This R package extends Li-Lu's PBIV estimation, which was orignally for right-censored data only, to arbitrary censoring time-to-event outcome. The PBIV package deals with causal effect estimation using instrumental variables.

Installation:

devtools::install_github("https://github.com/ElvisCuiHan/PBIV/")

There is one main function IV_MH_IC in the package. It deals with bivariate normal random errors with multiple instruments and multiple observed potential confounders within the two-stage linear model framework.
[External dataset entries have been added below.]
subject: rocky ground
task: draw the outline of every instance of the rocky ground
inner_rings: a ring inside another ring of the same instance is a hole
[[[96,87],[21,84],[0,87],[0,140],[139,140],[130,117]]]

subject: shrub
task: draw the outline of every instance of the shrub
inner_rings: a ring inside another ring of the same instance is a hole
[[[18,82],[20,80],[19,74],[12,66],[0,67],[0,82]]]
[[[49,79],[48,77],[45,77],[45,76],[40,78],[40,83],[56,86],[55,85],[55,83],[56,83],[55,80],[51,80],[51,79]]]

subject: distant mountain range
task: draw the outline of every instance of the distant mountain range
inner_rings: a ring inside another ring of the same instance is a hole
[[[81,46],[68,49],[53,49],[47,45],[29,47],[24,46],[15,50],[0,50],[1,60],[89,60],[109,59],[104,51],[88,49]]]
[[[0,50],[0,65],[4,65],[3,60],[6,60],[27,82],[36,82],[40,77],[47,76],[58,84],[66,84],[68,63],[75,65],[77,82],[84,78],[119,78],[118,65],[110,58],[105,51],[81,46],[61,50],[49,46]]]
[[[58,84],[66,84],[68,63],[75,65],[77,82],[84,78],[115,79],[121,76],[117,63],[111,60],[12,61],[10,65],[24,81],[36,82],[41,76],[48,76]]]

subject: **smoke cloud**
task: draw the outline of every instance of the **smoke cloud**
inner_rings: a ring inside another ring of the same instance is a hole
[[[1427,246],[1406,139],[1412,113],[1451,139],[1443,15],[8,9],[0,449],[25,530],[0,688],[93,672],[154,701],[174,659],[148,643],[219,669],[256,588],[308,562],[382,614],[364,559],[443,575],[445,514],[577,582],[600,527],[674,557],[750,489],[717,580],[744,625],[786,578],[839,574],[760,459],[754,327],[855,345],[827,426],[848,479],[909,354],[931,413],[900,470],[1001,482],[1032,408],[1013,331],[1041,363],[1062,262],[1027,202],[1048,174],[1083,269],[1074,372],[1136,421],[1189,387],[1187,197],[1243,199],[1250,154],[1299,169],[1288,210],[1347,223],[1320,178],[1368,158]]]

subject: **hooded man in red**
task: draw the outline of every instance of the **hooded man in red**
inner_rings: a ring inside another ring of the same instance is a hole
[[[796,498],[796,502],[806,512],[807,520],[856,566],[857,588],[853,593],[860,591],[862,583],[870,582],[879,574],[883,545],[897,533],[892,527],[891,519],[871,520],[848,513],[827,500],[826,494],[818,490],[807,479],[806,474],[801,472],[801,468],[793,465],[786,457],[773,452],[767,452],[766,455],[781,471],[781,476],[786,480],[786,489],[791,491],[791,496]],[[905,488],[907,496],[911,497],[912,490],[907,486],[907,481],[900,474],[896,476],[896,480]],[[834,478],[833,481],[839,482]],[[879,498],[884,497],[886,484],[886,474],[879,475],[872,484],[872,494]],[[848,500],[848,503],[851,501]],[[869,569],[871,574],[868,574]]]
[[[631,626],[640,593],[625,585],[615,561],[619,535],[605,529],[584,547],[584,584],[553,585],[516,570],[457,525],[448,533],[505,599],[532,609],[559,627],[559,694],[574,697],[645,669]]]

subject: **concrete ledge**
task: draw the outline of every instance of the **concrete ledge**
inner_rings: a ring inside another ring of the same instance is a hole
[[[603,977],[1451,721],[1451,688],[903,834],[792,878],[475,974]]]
Instrumental variables regression:

library("PBIV")
IV_MH_IC(L, R, d, X, G, U = NULL, m, wid, init = NULL, prior_1, prior_2)

where

• L: $n\times1$ vector refers to left-observed time to event or censoring
• R: $n\times1$ vector refers to right-observed time to event or censoring
• d: $n\times1$ vector refers to censoring status, 4=event, 3=right-censored, 2=interval-censored, 1=left-censored
• X: $n\times1$ vector refers to the covariate of interest, i.e., the exposure using the language of randomized clinical trials (RCT)
• G: $n\times kG$ matrix if multiple instruments are used
• U: $n \times kU$ matrix if multiple observed confounders are used; the default is NULL where n is sample size, $kG$ is number of instruments, $kU$ is number of observed confounders A total of $(6+kG+2*kU)$ parameters to estimate: $a_0$, $a_1$ (length=$kG$), $a_2$ (length=$kU$), $\sigma_1^2$, $b_0$, $b_1$, $b_2$ (length=$kU$), $\sigma_2$, and $\rho$
• m: A scalr refers to the number of iterations of the MCMC algorithm
• wid: vector of the random walk width for $(a_0,a_1,a_2,\sigma_1^2,b_0,b_1,b_2,\sigma_2^2,\rho)$ in the MCMC algorithm
• init: A vector of the initial values for $(a_0,a_1,a_2,\sigma_1^2,b_0,b_1,b_2,\sigma_2^2,\rho)$, default value is NULL
• prior_1: A vector of the first parameter of the priors for $(a_0,a_1,a_2,\sigma_1^2,b_0,b_1,b_2,\sigma^2_2)$: mean of the normal priors for $a_0,a_1,a_2,b_0,b_1,b_2$; shape parameter of the inverse-gamma priors for $\sigma_1^2, \sigma_2^2$
• prior_2: A vector of the second parameter of the priors for $(a_0,a_1,a_2,\sigma_1^2,b_0,b_1,b_2,\sigma_2^2)$: variance of the normal priors for $a_0,a_1,a_2,b_0,b_1,b_2$; scale parameter of the inverse-gamma priors for $\sigma_1^2, \sigma_2^2$

The IV_MH_IC function returns a list containing MCMC traces and accept rates.